Eighteen years ago the City of Bettendorf appointed Steve Van Dyke to serve as Director of Community and Economic Development. This past October Steve notified city officials of his intention to retire by year end, bringing to conclusion a career marked by numerous and significant economic development and redevelopment projects in the community.
Steve grew up in Davenport, graduated from the University of Iowa and initially managed a retail store in Cedar Falls. He, then, began a 38 year career in city government. Over that time he worked for six cities, which included employment as city administrator of both Hudson, Iowa and Fulton, Illinois. He came to Bettendorf, after serving as director of economic development for East Moline, Illinois.
The trajectory for Van Dyke’s tenure was set in 1997, when the city created a plan to identify and redevelop nine areas or corridors of opportunity. Those nine corridors included, the Golden Triangle, Utica Ridge Road, 53rd Avenue, Cumberland Square, downtown Bettendorf, Middle Road and Interstate 80, Duck Creek Plaza, the Old Bettendorf Industrial site and the Riverside Development Park.

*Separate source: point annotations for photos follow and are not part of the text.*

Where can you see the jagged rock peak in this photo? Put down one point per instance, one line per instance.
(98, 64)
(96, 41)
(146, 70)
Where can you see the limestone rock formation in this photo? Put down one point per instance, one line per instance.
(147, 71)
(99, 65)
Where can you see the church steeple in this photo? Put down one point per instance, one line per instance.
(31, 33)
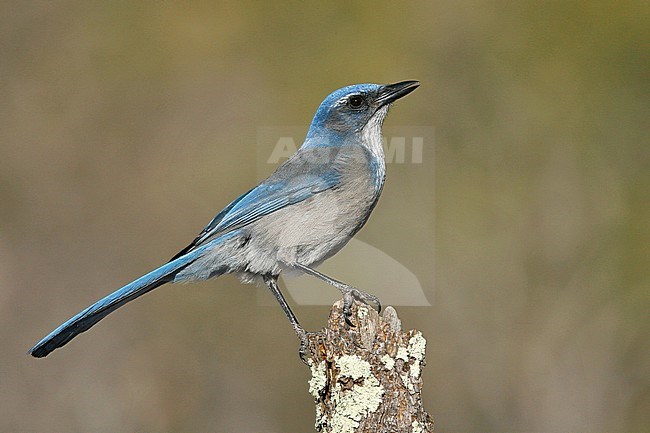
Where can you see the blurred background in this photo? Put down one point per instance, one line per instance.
(125, 126)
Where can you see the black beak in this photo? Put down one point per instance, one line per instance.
(392, 92)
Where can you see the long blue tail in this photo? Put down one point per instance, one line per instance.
(84, 320)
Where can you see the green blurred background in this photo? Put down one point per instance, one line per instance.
(124, 127)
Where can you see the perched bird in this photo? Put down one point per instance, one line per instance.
(302, 214)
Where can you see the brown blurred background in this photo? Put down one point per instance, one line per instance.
(125, 126)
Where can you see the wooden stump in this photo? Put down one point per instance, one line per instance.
(367, 378)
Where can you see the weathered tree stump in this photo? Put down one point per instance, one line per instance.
(367, 378)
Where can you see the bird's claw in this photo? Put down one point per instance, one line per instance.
(352, 293)
(303, 352)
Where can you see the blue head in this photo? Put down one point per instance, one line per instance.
(348, 110)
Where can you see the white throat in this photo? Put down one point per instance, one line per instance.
(371, 139)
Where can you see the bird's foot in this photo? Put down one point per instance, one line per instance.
(350, 294)
(304, 351)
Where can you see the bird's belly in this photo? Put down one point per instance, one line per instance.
(310, 231)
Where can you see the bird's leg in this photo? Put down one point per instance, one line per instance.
(272, 282)
(349, 292)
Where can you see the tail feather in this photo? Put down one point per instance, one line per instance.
(85, 319)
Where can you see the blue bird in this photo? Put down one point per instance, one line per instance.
(302, 214)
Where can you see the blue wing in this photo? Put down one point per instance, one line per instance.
(296, 180)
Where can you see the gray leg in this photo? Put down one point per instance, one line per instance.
(349, 293)
(272, 282)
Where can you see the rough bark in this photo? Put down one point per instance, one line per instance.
(367, 378)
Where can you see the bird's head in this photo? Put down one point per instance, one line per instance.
(348, 110)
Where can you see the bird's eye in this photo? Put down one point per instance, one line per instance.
(356, 101)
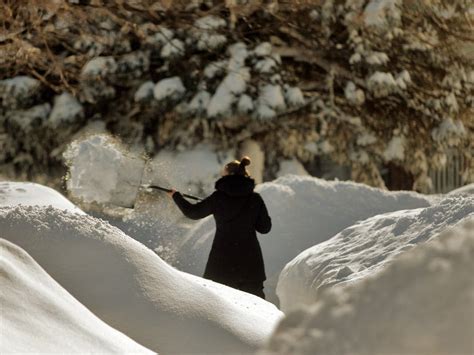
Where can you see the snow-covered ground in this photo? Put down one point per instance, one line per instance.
(422, 303)
(39, 316)
(305, 211)
(129, 287)
(364, 248)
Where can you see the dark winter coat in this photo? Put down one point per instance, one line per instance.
(238, 212)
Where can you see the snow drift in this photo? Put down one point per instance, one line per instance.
(40, 316)
(133, 290)
(422, 303)
(364, 248)
(305, 211)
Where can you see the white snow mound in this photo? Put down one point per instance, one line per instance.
(422, 303)
(305, 211)
(31, 194)
(364, 249)
(128, 286)
(40, 316)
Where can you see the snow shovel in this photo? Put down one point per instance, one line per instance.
(169, 190)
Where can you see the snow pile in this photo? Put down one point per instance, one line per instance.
(102, 170)
(305, 211)
(66, 110)
(423, 303)
(128, 286)
(291, 167)
(30, 194)
(364, 249)
(40, 316)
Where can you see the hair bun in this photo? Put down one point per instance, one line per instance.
(245, 161)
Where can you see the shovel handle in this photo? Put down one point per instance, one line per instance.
(169, 190)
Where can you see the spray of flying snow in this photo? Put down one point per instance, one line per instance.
(66, 110)
(102, 170)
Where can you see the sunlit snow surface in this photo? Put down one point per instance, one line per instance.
(129, 287)
(39, 316)
(365, 248)
(305, 211)
(31, 194)
(422, 303)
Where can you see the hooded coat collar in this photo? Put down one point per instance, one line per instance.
(235, 185)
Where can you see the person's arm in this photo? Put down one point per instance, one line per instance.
(200, 210)
(264, 222)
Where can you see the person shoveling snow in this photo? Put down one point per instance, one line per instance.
(236, 258)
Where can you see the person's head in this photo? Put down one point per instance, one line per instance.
(236, 167)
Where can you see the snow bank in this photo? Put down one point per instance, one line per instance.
(464, 190)
(40, 316)
(128, 286)
(305, 211)
(30, 194)
(423, 303)
(364, 249)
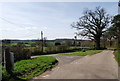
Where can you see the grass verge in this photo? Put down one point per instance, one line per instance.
(117, 56)
(27, 69)
(82, 53)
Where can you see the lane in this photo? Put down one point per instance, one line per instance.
(98, 66)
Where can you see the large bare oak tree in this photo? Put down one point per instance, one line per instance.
(93, 24)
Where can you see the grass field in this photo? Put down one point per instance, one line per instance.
(26, 69)
(117, 56)
(82, 53)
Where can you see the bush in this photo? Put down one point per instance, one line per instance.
(117, 56)
(26, 69)
(20, 53)
(37, 51)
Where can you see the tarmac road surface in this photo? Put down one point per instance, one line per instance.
(97, 66)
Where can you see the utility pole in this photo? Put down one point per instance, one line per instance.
(42, 40)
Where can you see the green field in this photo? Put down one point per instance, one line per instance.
(82, 53)
(26, 69)
(117, 56)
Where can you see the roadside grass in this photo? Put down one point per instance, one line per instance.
(26, 69)
(82, 53)
(117, 56)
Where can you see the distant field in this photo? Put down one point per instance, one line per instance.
(26, 69)
(81, 53)
(117, 56)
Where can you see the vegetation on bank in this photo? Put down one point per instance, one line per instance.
(82, 53)
(26, 69)
(117, 56)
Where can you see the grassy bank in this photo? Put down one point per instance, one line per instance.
(117, 56)
(26, 69)
(82, 53)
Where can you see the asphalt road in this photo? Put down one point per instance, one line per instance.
(98, 66)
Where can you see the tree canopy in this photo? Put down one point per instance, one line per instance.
(93, 24)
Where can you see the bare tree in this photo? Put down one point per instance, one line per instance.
(93, 24)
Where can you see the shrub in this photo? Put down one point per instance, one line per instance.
(20, 53)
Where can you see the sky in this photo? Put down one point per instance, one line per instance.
(25, 20)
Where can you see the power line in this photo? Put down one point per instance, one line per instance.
(17, 25)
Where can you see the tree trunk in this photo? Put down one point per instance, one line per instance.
(97, 43)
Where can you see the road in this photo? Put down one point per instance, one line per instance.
(98, 66)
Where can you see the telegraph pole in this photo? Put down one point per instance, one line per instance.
(42, 40)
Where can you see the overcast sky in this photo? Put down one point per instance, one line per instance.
(25, 20)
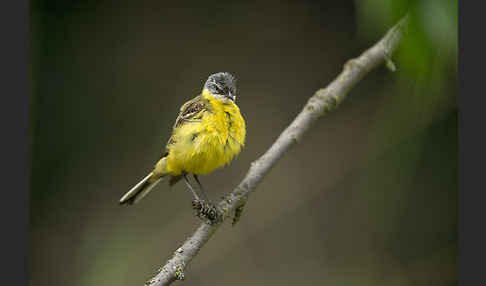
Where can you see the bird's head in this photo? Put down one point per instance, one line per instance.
(222, 86)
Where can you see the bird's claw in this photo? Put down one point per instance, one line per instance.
(207, 211)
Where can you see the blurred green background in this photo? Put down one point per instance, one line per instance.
(369, 197)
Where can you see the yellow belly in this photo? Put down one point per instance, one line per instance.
(201, 147)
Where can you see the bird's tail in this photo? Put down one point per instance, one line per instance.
(141, 189)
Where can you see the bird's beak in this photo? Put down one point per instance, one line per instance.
(231, 96)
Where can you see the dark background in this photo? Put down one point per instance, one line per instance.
(369, 197)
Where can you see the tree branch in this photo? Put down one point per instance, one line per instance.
(322, 102)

The 1997 plan continues to guide local community redevelopment efforts. With the construction of the Hilton Inn on Middle Road nearing completion, the Duck Creek corridors will largely be finished, leaving only the Middle Road and Interstate 80 and the downtown corridors requiring significant attention.
Van Dyke regrets he will be unable to finish all the work needing to be done in the nine corridors. He points out, however, that the development of Middle Road and Interstate 80 and the downtown corridors may require ten, twenty or even thirty years for completion. And once the needs of those areas have been addressed, another cycle of redevelopment will necessarily begin. Community revitalization efforts will be ongoing and require a long-term commitment from the person who oversees the projects.

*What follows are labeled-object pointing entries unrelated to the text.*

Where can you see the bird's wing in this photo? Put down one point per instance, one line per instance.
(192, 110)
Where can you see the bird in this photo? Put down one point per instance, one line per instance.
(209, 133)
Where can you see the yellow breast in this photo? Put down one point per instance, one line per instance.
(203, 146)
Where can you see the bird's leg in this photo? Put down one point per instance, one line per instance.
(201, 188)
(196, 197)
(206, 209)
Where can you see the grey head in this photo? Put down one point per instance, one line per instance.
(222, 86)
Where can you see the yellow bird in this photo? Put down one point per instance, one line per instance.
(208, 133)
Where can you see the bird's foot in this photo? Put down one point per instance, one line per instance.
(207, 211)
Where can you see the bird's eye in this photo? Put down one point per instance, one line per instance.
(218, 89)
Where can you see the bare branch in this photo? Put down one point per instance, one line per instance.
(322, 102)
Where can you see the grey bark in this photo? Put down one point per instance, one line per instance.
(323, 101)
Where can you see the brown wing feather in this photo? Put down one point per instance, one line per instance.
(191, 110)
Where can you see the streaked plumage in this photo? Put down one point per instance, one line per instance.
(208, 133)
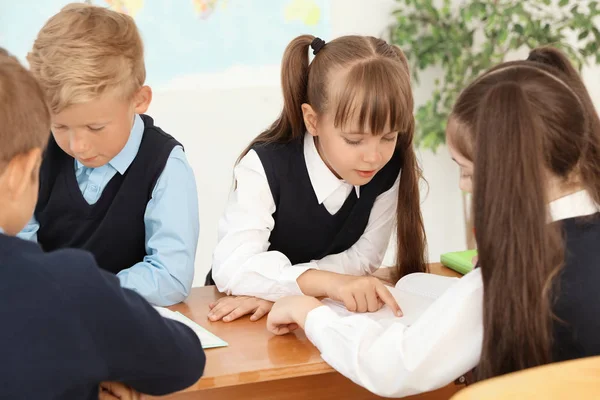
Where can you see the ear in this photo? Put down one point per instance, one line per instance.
(21, 172)
(142, 99)
(310, 119)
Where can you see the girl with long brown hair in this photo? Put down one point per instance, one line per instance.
(526, 137)
(318, 193)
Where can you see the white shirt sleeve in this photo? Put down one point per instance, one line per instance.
(394, 360)
(242, 264)
(366, 255)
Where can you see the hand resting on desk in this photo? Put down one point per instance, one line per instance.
(117, 391)
(229, 308)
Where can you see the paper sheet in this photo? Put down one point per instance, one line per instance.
(414, 294)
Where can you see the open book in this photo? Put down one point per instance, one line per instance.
(207, 339)
(414, 293)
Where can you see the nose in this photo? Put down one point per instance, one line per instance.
(372, 155)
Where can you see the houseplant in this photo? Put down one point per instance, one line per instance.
(465, 37)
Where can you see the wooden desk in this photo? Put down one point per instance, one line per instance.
(259, 365)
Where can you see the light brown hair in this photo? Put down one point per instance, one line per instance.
(85, 51)
(24, 115)
(376, 92)
(518, 122)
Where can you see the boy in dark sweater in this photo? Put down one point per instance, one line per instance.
(112, 182)
(67, 325)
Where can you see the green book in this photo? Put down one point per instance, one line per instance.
(460, 261)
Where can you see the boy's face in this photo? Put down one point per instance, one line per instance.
(95, 132)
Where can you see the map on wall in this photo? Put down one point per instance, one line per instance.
(189, 41)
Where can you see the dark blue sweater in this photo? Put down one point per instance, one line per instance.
(66, 325)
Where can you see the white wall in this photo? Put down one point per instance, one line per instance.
(215, 125)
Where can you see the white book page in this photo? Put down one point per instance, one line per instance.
(414, 294)
(207, 339)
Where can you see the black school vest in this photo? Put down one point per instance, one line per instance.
(577, 302)
(113, 228)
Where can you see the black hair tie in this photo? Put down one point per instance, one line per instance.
(317, 44)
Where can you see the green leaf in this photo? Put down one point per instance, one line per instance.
(519, 29)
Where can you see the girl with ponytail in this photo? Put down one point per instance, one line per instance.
(319, 192)
(522, 134)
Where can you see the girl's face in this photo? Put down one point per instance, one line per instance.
(350, 153)
(466, 165)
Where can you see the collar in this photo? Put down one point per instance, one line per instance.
(573, 205)
(123, 160)
(324, 181)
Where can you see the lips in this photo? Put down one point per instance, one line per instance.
(366, 174)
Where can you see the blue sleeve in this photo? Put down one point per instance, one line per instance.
(30, 230)
(164, 277)
(131, 341)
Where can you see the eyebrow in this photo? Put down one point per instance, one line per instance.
(362, 133)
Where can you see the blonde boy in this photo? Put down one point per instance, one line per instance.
(112, 182)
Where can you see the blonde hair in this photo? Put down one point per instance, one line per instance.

Steve notes with pride many major accomplishments achieved during his Bettendorf tenure. He points out, for example, that assessed property tax value have risen more than 125% over the last eighteen years. Additionally, the redevelopment of Duck Creek Plaza has been hugely successful.
Van Dyke argues successful economic development efforts are inevitably the product of a team effort. The Bettendorf teams has included city officials, community leaders and business owners. He particularly enjoyed working with city staff members. He says, “This has been the greatest job on earth. The most fun has been with Decker Ploehn, Greg Jager and Carol Barnes, when we brain stormed new projects. Everyone had an individual role and divergent views, but this only enhanced the creative process.”
A replacement for Van Dyke, as director of economic development, has not yet been identified, according to Decker Ploehn, city administrator. He believes finding a new person for the job might require three to six months. Ploehn adds a successful applicant ought to have certain basic qualities. That person must be a team player, an original thinker, and a self-starter. Additionally, the individual needs to execute projects through city processes, work with other units of government, create financials models of projects and be a great presenter. Or, as Ploehn comments, “He or she will have to sing the Battle Hymn of the Republic and Dixie at the same time.”
Van Dyke has no intention to leave the community upon retirement, but hopes to focus on personal projects. He says he will miss “the thrill of the deal.” He enjoyed putting projects together and seeing them through to completion, but adds, “The time has come for a new person to take up the challenge.”